Why do we simply accept the douchebag’s thievery as a backdrop? No one seems surprised in the least that she would pocket the money, and without shame. Has bad behavior become the norm in our society – the default setting for the American character?
No? Well when was the last time you were shocked – or even mildly surprised – by bad actors in baseball? cycling? football? any professional sport? Unscrupulous dealings on Wall Street? Ethical breaches in Congress? Police brutality? Child rape? Celebrities breaking laws with impunity? Con men preying on the elderly? Animal cruelty?
Even the stories that still have the power to stop us cold seem, in the end, to reinforce our acceptance of the status quo. Columbine. Fort Hood. Virginia Tech. Oak Creek. Tucson. Aurora. Newtown. Navy Yard. Gun violence has become a news story template; only the venues and body counts change.
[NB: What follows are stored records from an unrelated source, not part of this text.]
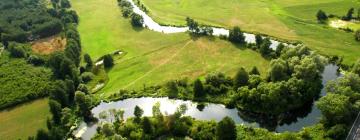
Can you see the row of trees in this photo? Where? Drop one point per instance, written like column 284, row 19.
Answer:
column 127, row 11
column 24, row 20
column 159, row 125
column 341, row 104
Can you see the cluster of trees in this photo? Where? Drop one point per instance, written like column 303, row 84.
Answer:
column 159, row 125
column 341, row 104
column 127, row 11
column 195, row 28
column 24, row 20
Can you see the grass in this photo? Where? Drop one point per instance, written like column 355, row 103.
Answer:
column 284, row 19
column 152, row 57
column 24, row 120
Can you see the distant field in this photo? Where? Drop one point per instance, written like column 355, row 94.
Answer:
column 152, row 57
column 285, row 19
column 24, row 120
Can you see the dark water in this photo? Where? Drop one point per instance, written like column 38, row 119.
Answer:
column 306, row 116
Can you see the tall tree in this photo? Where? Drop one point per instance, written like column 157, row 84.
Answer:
column 321, row 16
column 226, row 129
column 241, row 78
column 55, row 109
column 236, row 35
column 198, row 88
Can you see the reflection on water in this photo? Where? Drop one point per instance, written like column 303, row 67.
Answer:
column 291, row 121
column 152, row 25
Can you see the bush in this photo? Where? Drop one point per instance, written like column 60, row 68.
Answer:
column 87, row 76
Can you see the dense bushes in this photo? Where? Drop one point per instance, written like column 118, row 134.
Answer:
column 24, row 20
column 21, row 82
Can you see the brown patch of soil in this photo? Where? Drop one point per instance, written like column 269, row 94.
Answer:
column 49, row 45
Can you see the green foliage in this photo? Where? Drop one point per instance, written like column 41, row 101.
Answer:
column 241, row 78
column 21, row 82
column 55, row 109
column 108, row 61
column 336, row 108
column 357, row 35
column 24, row 20
column 137, row 20
column 236, row 35
column 321, row 16
column 198, row 88
column 226, row 129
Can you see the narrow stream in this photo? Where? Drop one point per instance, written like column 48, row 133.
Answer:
column 152, row 25
column 309, row 116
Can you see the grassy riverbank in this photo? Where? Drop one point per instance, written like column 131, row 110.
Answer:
column 280, row 18
column 152, row 57
column 24, row 120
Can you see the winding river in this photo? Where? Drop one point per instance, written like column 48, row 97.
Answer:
column 152, row 25
column 308, row 116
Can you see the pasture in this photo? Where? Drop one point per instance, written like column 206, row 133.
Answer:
column 152, row 57
column 283, row 19
column 24, row 120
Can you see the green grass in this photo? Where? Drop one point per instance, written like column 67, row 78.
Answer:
column 284, row 19
column 152, row 57
column 23, row 121
column 21, row 82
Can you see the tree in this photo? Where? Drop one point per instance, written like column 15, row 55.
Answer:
column 254, row 71
column 349, row 14
column 278, row 70
column 321, row 16
column 138, row 112
column 356, row 68
column 42, row 135
column 265, row 49
column 55, row 109
column 89, row 62
column 146, row 125
column 137, row 20
column 226, row 129
column 336, row 108
column 108, row 61
column 241, row 78
column 193, row 25
column 357, row 35
column 198, row 88
column 84, row 105
column 258, row 40
column 236, row 35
After each massacre, for a long moment our collective response is “This must end!” But almost immediately, that cools to a shrug of the national shoulders. “Nothing ever changes.”
We’re not surprised when the woman steals the blind man’s money… and we’re not surprised when our star athletes dope… and we’re not surprised when priests rape children… and we’re not surprised when people in a movie theater or a mall or a church or a campus or a base are gunned down… or when kids in a first grade classroom are massacred in cold blood. We hate it. But it no longer surprises us. We’ve come to expect it. And that is the definition of normal.
There will always be a good-hearted kid who will replace a stolen $20 with his own money, or a teacher who will use her body to shield her students, or a good cop who will intervene with a bad cop. But when the good guys are the breaking news, America is broken.